A study has provided a deeper insight into the nature of the Dark Matter, which amounts to more than 80 percent of the universe, according to the indirect evidence provided by its gravitational effects.
In the project by University of Granada, scientists have used stars as particle physics labs: thanks to the high temperature inside stars, photons can turn into axions that escape to the exterior, carrying energy with them.
Results indicated that the emission of axions can significantly diminish the time for the central combustion of helium, the so called HB (Horizontal Branch) phase; the energy taken by axions was compensated with the energy provided by nuclear combustion, which leads to a much faster consumption of helium.

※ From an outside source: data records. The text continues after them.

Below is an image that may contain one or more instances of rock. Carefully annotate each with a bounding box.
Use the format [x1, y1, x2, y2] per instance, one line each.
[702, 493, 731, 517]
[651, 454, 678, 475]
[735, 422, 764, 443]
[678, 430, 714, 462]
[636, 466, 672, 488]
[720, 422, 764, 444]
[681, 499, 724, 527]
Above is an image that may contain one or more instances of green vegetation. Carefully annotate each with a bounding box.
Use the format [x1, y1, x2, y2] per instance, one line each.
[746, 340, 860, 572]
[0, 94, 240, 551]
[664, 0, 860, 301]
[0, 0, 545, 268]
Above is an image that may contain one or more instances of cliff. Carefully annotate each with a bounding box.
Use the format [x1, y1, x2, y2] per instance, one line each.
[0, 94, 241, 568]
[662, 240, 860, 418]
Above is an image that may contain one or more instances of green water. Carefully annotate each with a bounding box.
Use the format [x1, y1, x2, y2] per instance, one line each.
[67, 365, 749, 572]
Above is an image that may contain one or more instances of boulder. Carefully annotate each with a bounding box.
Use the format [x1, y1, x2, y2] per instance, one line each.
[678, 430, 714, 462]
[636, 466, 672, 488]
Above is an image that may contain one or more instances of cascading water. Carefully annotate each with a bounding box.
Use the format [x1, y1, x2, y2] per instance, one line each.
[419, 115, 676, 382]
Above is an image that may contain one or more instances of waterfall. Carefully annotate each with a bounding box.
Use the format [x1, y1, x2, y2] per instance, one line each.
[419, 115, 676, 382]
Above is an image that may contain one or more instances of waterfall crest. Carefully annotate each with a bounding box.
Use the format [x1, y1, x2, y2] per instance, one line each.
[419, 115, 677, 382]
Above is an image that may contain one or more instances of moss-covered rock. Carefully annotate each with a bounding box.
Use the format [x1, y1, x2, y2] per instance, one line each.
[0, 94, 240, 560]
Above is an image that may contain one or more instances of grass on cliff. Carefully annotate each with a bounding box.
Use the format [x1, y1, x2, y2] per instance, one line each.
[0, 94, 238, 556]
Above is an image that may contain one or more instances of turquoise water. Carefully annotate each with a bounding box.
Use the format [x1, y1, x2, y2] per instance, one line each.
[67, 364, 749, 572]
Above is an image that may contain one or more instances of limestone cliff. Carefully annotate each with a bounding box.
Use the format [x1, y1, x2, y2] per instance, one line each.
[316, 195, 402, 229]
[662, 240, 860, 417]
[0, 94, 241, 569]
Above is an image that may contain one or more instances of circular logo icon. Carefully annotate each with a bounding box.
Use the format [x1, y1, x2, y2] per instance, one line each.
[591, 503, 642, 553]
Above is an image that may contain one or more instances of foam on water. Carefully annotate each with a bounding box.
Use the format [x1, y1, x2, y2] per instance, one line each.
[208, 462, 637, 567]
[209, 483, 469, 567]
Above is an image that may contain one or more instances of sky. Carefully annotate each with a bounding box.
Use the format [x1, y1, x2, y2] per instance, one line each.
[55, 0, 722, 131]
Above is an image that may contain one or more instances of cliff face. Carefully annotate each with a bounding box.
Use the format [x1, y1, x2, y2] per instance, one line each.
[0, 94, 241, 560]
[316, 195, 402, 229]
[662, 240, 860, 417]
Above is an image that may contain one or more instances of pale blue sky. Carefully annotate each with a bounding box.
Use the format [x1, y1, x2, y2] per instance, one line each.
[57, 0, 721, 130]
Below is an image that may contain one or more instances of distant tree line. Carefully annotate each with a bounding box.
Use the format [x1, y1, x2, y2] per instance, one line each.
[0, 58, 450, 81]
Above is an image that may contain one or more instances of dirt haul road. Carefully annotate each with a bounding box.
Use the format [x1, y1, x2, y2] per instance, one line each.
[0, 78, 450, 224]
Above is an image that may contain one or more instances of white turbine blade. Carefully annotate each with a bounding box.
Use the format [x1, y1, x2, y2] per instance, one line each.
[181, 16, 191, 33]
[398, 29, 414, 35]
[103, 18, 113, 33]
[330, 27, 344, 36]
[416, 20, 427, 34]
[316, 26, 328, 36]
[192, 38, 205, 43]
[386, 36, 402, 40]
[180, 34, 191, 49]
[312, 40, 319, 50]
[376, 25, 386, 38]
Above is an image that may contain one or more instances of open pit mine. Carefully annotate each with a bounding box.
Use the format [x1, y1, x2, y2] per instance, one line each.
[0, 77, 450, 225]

The high quality in the recent observation of globular clusters allows for the contrast between the results of the numerical observations conducted in this project with the actual data. By comparing the amount of stars observed in HB phase with the amount of stars watched in a different phase not affected by axions (such as the so called RGB, Red Giant Branch, phase) they have made an estimation about the maximum axion emission rate.
The production of axions relies on the constant coupling of axion-photon which characterizes the interaction between axion and photons. They have obtained a maximum limit for this constant which was more restrictive than those established so far, both theoretically and through experiments.
The authors of this research pointed out that the accuracy in the determination of the coupling constant through the method used critically depends on the accuracy with which the initial helium content within the stars in the globular cluster can be estimated.
The study is published in the journal Physical Review Letters.